At 8lb 15oz, Jack is probably set to follow his father on the rugby field, although if someone can make a laptop small enough, there's nothing to say he couldn't help out on this esteemed organ some time soon.
Congratulations to you both, Abby & Chris, from the just-drinks team.
A new dawn
27 Mar 2006 12:08
Well, here it is, folks. The new just-drinks site has landed and I hope you'll agree that it has been worth both the wait (for you) and the effort (for us).
Feel free to take a few minutes and scout around the new site. We'd welcome your comments, both good and bad, on the redesign. Also, if we've missed anything you would like to see, then please let us know. You can email me direct at firstname.lastname@example.org.
Now, let the new adventure begin.
Coming Soon... to a computer screen near you
22 Mar 2006 15:56
Some of you, particularly those with functioning memories (unlike me) will remember hearing a distant fanfare being trumpeted by the former editor of just-drinks, Chris Brook-Carter, on his move upstairs last year.
CBC promised you, dear reader, so much more from just-drinks in the future, but at the time was conservative with the detail. Well, having made the hot-seat here at just-drinks well and truly mine in the last six months – I’ve even stencilled my name on the back – I am now able to give you just a little bit more info.
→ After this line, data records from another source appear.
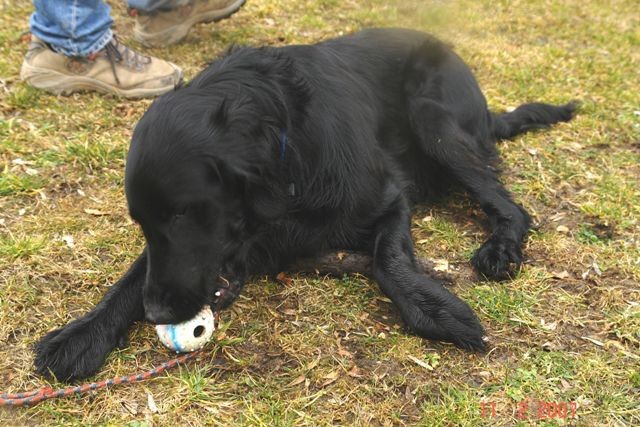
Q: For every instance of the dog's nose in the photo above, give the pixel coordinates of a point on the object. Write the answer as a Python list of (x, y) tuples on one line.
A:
[(158, 315)]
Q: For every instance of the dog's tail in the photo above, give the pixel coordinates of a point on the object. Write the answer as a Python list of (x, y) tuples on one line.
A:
[(526, 117)]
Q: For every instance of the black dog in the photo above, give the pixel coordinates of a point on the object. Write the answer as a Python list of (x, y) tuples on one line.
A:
[(272, 154)]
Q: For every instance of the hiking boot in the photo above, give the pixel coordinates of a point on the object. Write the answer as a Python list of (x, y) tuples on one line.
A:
[(115, 69), (163, 28)]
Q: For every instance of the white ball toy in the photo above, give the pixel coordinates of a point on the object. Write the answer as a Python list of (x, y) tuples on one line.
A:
[(189, 335)]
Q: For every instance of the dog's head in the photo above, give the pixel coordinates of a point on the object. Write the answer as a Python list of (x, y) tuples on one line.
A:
[(196, 172)]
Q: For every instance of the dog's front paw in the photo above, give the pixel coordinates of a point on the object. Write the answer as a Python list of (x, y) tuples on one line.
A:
[(440, 315), (76, 351), (498, 258)]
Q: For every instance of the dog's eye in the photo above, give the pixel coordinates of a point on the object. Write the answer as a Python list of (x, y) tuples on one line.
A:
[(180, 213)]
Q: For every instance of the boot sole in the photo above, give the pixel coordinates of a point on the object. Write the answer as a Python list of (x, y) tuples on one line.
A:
[(176, 33), (63, 84)]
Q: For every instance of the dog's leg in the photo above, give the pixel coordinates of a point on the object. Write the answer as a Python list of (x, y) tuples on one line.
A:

This month will see the unveiling of a brand new look for the Website you know and love. Our technical team have been working all hours to produce what I can safely say is a stunning looking site that will help you get to the information you need faster, easier, and happier.
The new design will still have the same quality - and quantity - of global news coverage, but with added comment and analysis from those that are in the know. Our columnists will sift through the PR spin and give you what’s what, while our run of high-up interviewees will continue to deliver the personalities you want to hear from. We’ll be introducing factsheets, a new, improved search facility and news and features by category. There’ll also be a redesigned daily newsletter, which will allow you to choose what sort of news you want to get and when you want to get it.
So, forgive the excitement here, and watch this space, as soon you will see the fruits of our labours. I’m sure that you will agree it has been worth the wait (and the fanfare).